In the United States, the percentage of kindergarten children with recommended immunizations fell a percentage point to 94 percent in the 2020-21 school year, representing some 35,000 children unvaccinated.

“I refer to it as the parallel contagion,” Terk said. “This seems to have at its origin hesitancy in Covid-19 vaccinations and increasing distrust of vaccines and the bodies we’ve relied on to keep us healthy and well.”

Dramatic changes were seen in some states, especially during the height of the pandemic: researchers found a 47 percent drop in immunization rates in Texas among five-month-olds and a 58 percent decline for 16-month-olds between 2019 and 2020.

The researchers, writing in the scientific journal Vaccine, said the declines resulted from shelter-in-place restrictions and vaccine exemptions, but also to “an aggressive anti-vaccine movement in Texas.”

Washington state reported a 13 percent decline in childhood immunization rates in 2021 compared with pre-pandemic levels and Michigan’s vaccination rate for toddlers fell last year to 69.9 percent, the lowest in a decade.


Adults too

Adult and adolescent inoculation rates have also dropped for vaccines protecting against diseases such as influenza, hepatitis, measles, tetanus and shingles, according to health consultancy Avalere, which analyzes insurer claims.

This has led to an estimated 37 million missed vaccination doses from January 2020 to July 2021 for adults and children ages seven and older, Avalere found.

Declines early in the pandemic can be attributed to shelter-in-place orders and social distancing, but “there is a risk of a bleed-over” of Covid vaccine misinformation, which affects other vaccines which have a longstanding safety record, noted Avalere managing director Jason Hall.

Social media have helped create a coalition that includes true anti-vaccine believers, libertarians and conservative political figures.
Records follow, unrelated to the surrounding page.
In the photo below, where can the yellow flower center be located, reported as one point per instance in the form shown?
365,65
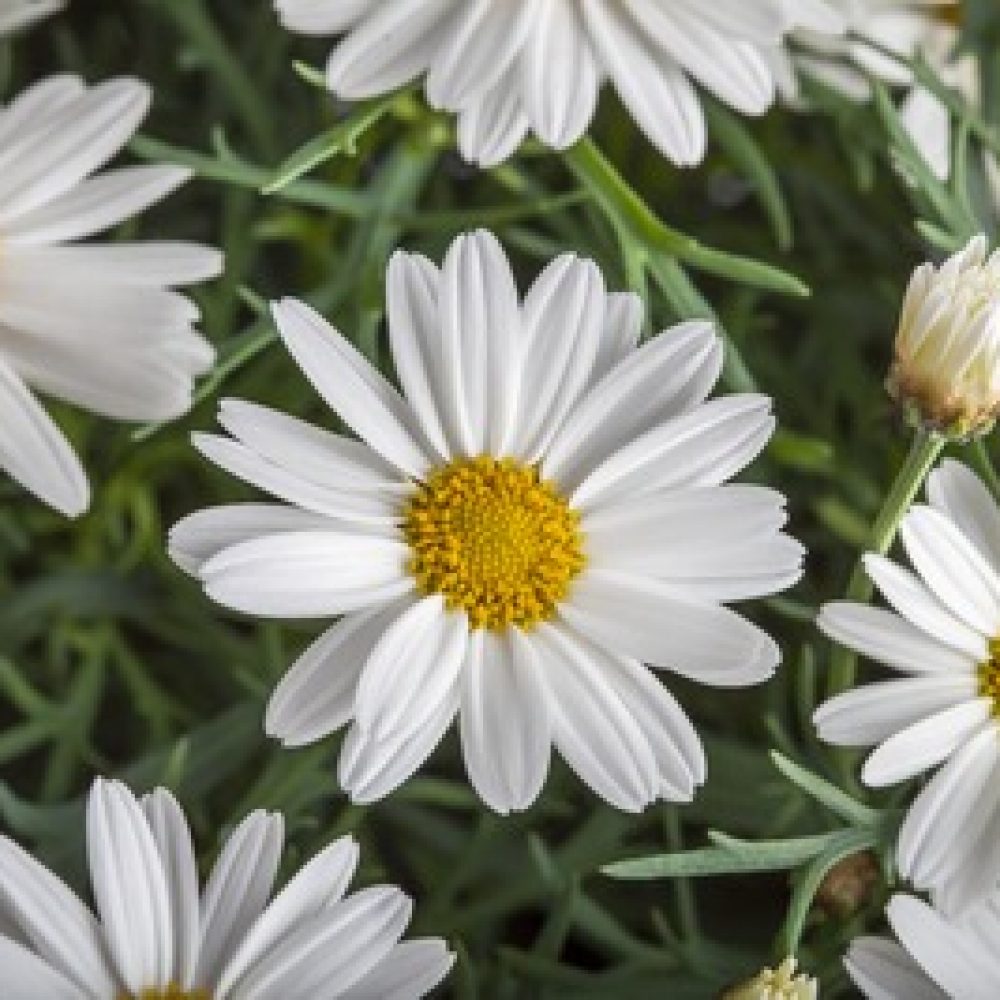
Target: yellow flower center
494,540
172,992
989,676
These segments have been amplified by disinformation actors from Russia and elsewhere, said David Broniatowski, a George Washington University professor and associate director of the school’s Institute for Data, Democracy and Politics.

“People have been opposing vaccines for as long as there have been vaccines, but they’ve gotten more sophisticated over the past 10 years and a lot of that has been because of the ability to organize on social media across boundaries,” said Broniatowski, who researches vaccine disinformation.
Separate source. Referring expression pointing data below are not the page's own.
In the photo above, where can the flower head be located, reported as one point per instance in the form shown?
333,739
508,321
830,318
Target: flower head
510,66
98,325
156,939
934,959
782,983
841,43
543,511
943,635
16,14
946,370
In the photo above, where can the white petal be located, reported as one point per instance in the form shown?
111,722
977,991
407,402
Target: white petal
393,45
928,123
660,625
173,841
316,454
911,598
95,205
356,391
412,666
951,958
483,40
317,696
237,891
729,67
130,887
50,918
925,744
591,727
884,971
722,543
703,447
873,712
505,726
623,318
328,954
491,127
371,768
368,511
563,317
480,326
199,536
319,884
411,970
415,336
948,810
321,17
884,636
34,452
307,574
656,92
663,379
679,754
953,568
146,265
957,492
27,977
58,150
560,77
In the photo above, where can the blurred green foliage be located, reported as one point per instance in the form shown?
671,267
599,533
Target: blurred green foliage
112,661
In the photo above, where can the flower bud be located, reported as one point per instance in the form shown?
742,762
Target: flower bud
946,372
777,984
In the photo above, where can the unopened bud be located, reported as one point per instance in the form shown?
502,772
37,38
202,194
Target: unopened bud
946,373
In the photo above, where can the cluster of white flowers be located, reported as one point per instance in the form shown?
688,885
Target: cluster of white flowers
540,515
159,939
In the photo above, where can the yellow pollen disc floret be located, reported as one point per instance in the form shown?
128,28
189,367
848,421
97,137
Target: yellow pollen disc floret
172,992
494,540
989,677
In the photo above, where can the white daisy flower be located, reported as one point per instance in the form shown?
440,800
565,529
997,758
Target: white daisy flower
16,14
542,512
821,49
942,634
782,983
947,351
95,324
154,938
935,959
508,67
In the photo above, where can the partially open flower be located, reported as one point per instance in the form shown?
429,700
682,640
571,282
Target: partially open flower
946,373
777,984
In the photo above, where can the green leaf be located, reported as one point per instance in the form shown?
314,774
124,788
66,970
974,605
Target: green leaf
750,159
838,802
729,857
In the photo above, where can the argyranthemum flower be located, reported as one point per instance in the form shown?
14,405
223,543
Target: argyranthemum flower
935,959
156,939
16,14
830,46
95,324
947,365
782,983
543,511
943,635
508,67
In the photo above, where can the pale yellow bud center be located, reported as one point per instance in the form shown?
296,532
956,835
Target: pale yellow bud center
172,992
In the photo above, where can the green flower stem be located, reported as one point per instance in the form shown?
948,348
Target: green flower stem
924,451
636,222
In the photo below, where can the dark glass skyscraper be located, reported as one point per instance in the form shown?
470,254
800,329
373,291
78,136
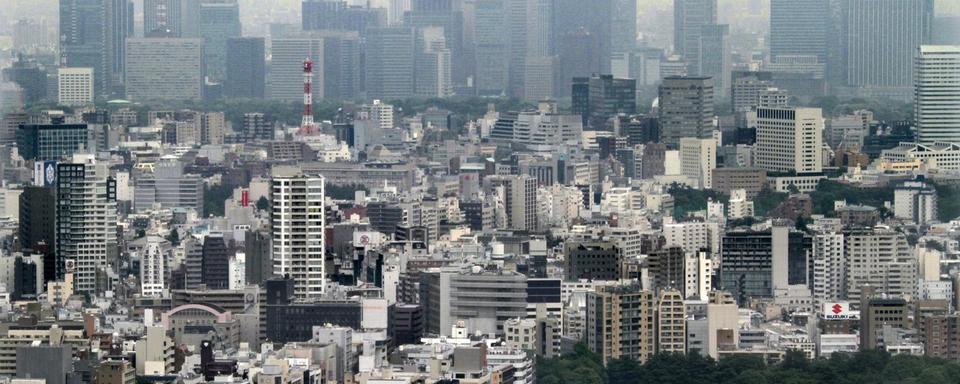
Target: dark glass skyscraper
245,67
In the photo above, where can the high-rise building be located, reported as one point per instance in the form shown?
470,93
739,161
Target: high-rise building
689,18
600,98
789,140
390,60
936,94
246,68
43,142
86,242
75,86
153,268
620,322
518,194
714,56
37,226
286,67
799,28
686,109
298,230
164,68
889,29
698,159
219,22
83,38
449,296
119,21
215,267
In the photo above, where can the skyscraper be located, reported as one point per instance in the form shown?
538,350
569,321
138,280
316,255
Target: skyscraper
689,18
164,68
298,230
799,28
246,68
881,38
390,63
83,37
789,140
219,21
686,109
86,236
937,93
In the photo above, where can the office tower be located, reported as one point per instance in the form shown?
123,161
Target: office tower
600,98
30,77
390,63
715,57
214,268
686,109
620,323
37,225
164,68
153,268
623,26
256,126
176,18
446,299
168,188
671,322
490,47
83,38
881,38
879,258
44,142
915,202
298,231
75,86
447,16
689,18
342,67
593,260
433,64
759,264
246,68
936,94
286,67
698,159
322,14
219,22
518,194
789,140
119,21
799,28
86,221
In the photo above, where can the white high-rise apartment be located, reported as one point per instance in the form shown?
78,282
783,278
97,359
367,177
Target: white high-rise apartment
86,220
699,158
937,93
789,140
297,224
75,86
152,268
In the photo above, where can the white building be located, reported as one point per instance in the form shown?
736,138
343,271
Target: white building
298,224
699,158
937,93
153,268
789,140
915,202
75,86
739,205
945,156
829,267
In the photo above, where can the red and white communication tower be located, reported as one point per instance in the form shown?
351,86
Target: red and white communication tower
307,126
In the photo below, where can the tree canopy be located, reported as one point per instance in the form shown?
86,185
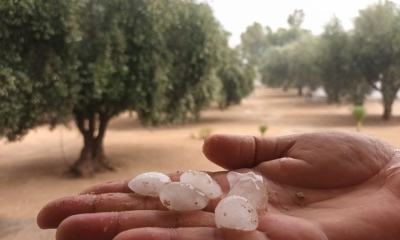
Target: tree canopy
92,60
347,64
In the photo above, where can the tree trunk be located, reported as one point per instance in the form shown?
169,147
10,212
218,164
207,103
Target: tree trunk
389,92
285,86
387,113
92,158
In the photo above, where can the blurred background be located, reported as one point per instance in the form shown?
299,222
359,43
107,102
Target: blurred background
102,90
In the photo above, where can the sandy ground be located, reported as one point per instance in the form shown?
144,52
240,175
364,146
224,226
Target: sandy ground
31,171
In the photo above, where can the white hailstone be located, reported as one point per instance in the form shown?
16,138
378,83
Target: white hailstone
236,212
203,182
183,197
250,186
149,184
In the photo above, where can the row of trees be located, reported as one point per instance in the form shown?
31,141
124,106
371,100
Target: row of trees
347,64
92,60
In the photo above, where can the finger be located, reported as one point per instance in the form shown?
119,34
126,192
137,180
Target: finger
329,159
105,226
58,210
55,212
122,186
110,187
236,151
189,233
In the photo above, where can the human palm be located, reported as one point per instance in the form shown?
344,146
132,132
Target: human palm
327,185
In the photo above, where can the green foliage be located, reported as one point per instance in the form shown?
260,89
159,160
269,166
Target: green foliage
263,129
195,41
359,114
37,65
237,79
92,60
254,43
377,49
340,78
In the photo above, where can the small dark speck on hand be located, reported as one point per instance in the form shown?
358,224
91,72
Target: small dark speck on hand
300,195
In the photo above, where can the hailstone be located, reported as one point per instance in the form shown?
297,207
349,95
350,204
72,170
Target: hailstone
149,184
183,197
250,186
203,182
235,212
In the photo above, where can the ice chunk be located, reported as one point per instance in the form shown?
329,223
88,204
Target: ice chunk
203,182
149,184
182,196
250,186
236,212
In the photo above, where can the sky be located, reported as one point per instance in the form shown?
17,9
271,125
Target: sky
236,15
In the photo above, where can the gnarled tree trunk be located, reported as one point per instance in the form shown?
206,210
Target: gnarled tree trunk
389,92
92,158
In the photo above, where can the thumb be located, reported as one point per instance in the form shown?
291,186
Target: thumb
242,151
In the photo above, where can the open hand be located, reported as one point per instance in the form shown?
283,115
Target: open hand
322,186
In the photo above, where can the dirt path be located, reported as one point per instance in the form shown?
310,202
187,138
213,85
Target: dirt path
31,171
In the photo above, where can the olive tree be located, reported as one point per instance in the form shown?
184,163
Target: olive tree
37,64
377,49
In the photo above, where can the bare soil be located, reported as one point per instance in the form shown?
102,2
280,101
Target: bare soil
32,171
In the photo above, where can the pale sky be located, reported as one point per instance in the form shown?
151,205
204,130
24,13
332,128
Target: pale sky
236,15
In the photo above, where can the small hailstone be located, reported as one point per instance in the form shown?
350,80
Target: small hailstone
183,197
203,182
250,186
149,184
236,212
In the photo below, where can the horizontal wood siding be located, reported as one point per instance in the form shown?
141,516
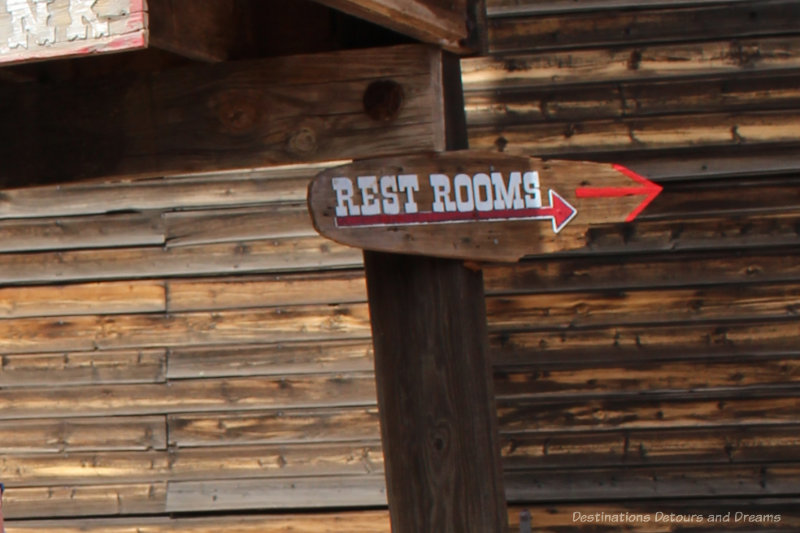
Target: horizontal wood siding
656,370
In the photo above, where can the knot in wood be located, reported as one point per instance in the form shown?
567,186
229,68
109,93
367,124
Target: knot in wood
383,100
238,112
303,141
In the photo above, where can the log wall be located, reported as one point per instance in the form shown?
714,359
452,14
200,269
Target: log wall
656,370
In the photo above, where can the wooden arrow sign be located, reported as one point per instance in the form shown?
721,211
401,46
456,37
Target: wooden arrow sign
473,205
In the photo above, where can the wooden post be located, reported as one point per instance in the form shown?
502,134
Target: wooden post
434,380
435,395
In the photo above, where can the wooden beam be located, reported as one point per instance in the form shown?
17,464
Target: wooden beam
435,395
225,116
437,22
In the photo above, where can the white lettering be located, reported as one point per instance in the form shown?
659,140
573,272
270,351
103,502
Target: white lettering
391,200
409,183
463,183
83,18
369,202
24,21
482,189
344,197
440,183
533,195
507,196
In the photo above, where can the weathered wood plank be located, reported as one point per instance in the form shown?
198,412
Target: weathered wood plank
86,333
432,21
511,8
276,255
683,446
96,500
652,482
210,227
274,427
636,307
774,337
632,99
622,414
362,521
662,515
271,359
260,187
206,31
75,435
235,394
519,71
282,290
225,116
292,493
652,133
265,463
91,368
687,378
68,28
81,232
695,269
82,299
626,27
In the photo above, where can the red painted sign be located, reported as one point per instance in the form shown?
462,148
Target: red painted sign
473,205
He noted that while anti-vaccine activists, libertarians and foreign agents are not necessarily coordinating, “they have found common cause” in opposing vaccine mandates.

“One of the main changes we’ve seen is a pivot away from focusing on vaccines per se as a health issue to a civil rights and a political issue,” he added.
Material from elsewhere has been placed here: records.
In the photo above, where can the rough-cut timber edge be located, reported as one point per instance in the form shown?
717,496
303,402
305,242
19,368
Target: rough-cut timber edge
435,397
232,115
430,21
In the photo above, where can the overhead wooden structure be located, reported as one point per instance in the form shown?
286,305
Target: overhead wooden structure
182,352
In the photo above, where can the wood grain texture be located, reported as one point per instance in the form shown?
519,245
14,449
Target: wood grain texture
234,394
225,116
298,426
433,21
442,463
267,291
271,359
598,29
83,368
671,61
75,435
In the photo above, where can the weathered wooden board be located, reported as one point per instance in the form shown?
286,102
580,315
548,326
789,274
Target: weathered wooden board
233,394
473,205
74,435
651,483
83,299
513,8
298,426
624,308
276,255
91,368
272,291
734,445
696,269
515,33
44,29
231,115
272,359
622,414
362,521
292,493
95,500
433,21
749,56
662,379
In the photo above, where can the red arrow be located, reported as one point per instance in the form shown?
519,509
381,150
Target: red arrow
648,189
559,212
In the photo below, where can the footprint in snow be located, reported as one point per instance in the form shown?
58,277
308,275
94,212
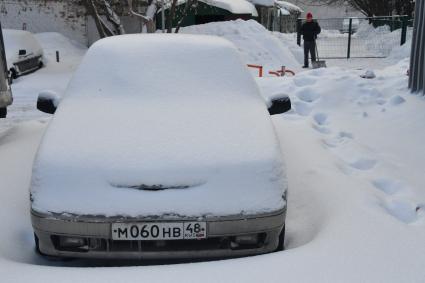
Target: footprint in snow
304,81
397,100
302,108
308,94
388,186
405,211
364,164
322,129
341,138
321,119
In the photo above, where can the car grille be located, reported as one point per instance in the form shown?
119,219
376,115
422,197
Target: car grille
107,245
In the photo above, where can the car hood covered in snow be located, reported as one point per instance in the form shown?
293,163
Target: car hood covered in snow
153,125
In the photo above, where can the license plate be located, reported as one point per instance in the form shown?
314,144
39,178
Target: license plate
159,231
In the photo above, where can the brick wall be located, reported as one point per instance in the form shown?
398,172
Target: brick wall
66,17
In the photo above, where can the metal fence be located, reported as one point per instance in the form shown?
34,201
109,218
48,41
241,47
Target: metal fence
343,38
417,60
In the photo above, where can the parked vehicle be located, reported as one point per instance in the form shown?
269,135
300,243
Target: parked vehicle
355,23
6,98
23,52
160,153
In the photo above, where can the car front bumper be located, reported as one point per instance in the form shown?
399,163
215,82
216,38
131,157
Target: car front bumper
96,232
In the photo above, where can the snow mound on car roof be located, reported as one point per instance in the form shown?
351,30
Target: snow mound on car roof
15,40
177,114
256,44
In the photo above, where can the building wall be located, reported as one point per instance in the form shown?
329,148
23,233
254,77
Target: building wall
66,17
417,60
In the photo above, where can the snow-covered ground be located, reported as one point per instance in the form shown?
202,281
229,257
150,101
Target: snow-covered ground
353,149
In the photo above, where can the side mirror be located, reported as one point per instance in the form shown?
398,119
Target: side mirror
280,105
47,102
Conspiracy theories have surged during the pandemic, according to a 2021 YouGov poll, which found 28 percent of Americans and significant numbers in other countries say the truth about the harmful effects of vaccines is being “deliberately hidden.”

Foreign actors

Broniatowski said that foreign disinformation agents “use vaccines as a wedge issue that can mobilize a segment of the population.”

A 2018 paper co-authored by Broniatowski in the American Journal of Public Health found anti-vaccine Twitter activity was amplified by Russian trolls from 2014 to 2017 as part of an effort to promote discord and undermine confidence in the health system.

Research from the Center for European Policy Analysis showed both China and Russia have promoted Covid-19 vaccine misinformation, in part to show that Western governments are incompetent and can’t be trusted.

“There’s been a concerted effort on the part of these actors to diminish the standing of science because it serves their political purposes,” Broniatowski said.

The problem is growing globally as well. A United Nations report last year found 23 million children worldwide missed out on routine immunizations in 2020. In the Americas region, the percentage of fully inoculated children fell to 82 percent from 91 percent in 2016 due to factors including funding shortfalls, vaccine misinformation and instability.

This is likely to create more health risks down the road from diseases which have been mostly contained.

“We had certain thresholds of protection to keep these diseases from being relevant from a public health point of view,” Terk said.

“The more people pushing back, the more likely we’ll have pockets of vulnerability.”